El escritor y activista Cory Doctorow presenta en su nuevo libro, 'The Reverse Centaur's Guide to Life After AI', una tesis provocadora: la inteligencia artificial no hará obsoletos a los humanos, pero ya está reconfigurando el trabajo para sometimiento. En una entrevista, define al "centauro inverso" como una persona obligada a asistir a una máquina, desde el operario de un almacén que orina en una botella para cumplir ritmos impuestos por un algoritmo hasta el conductor sentado en un camión autónomo vigilando que no choque.

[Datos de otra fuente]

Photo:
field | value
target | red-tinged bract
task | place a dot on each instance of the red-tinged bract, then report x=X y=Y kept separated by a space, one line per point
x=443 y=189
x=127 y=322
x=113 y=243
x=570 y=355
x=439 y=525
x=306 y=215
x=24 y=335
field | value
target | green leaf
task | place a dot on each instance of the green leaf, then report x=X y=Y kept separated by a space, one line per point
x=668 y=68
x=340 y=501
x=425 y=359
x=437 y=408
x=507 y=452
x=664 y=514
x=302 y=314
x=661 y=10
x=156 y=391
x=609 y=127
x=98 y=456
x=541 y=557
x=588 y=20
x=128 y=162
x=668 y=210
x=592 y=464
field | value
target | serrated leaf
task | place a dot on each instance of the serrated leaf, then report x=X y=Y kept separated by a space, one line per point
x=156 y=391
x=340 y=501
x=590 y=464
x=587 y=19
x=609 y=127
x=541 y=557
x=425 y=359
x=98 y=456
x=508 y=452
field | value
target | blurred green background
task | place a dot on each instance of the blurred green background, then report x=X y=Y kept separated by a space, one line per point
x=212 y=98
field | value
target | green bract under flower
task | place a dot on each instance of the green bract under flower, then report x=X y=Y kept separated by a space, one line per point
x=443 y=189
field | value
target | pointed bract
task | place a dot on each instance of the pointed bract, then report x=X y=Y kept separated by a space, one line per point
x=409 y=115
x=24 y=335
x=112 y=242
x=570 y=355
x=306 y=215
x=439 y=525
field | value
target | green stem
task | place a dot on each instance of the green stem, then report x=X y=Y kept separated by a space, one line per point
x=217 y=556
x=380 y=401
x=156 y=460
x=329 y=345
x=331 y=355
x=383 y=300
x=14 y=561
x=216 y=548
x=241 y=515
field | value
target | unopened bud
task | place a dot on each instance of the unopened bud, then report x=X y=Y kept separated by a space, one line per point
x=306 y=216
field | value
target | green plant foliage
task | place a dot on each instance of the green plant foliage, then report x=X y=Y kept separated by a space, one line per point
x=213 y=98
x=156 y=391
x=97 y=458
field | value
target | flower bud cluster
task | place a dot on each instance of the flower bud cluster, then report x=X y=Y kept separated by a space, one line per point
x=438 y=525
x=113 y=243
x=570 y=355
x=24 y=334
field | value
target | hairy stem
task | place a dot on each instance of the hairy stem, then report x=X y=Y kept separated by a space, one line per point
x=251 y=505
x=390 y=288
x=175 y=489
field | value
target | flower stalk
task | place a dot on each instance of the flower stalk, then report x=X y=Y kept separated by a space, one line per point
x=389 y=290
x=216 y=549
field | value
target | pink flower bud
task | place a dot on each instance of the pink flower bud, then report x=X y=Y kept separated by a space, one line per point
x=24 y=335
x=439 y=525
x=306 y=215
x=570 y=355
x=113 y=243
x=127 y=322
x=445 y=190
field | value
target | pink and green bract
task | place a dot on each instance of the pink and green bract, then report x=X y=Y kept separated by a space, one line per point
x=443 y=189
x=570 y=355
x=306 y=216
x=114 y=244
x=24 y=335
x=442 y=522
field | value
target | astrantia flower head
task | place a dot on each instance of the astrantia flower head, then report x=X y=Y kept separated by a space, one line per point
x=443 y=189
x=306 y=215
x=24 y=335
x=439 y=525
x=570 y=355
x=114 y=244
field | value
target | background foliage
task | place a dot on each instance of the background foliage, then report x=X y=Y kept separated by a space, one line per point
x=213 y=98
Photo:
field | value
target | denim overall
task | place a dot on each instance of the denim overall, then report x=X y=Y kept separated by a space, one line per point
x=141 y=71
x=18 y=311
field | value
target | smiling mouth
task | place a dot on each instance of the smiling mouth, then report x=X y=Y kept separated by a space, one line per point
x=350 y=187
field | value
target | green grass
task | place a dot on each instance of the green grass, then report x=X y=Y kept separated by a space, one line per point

Doctorow, de 54 años, descarta que la IA alcance consciencia o amenace a la civilización, como sostienen Elon Musk, Sam Altman o Dario Amodei. "Es un truco de prestidigitación", afirma sobre los modelos de lenguaje, a los que se les atribuye una intención que no tienen. Lo que sí considera peligroso es la burbuja financiera: cuando escribió el libro era de 700.000 millones de dólares, ahora ronda los 1,4 billones y podría llegar a 2,4 billones, con nueve tecnológicas representando el 35% del valor bursátil estadounidense.
Para el autor canadiense, célebre por acuñar el término "enshittification", la promesa de la IA a los empresarios es antigua: sustituir trabajadores y eliminar la codeterminación, es decir, el contrapeso que estos ejercen. "Los jefes quieren un volante de juguete conectado directamente al motor", resume. La automatización, añade, se impone aunque la máquina sea peor o más cara, porque elimina la voz de los empleados.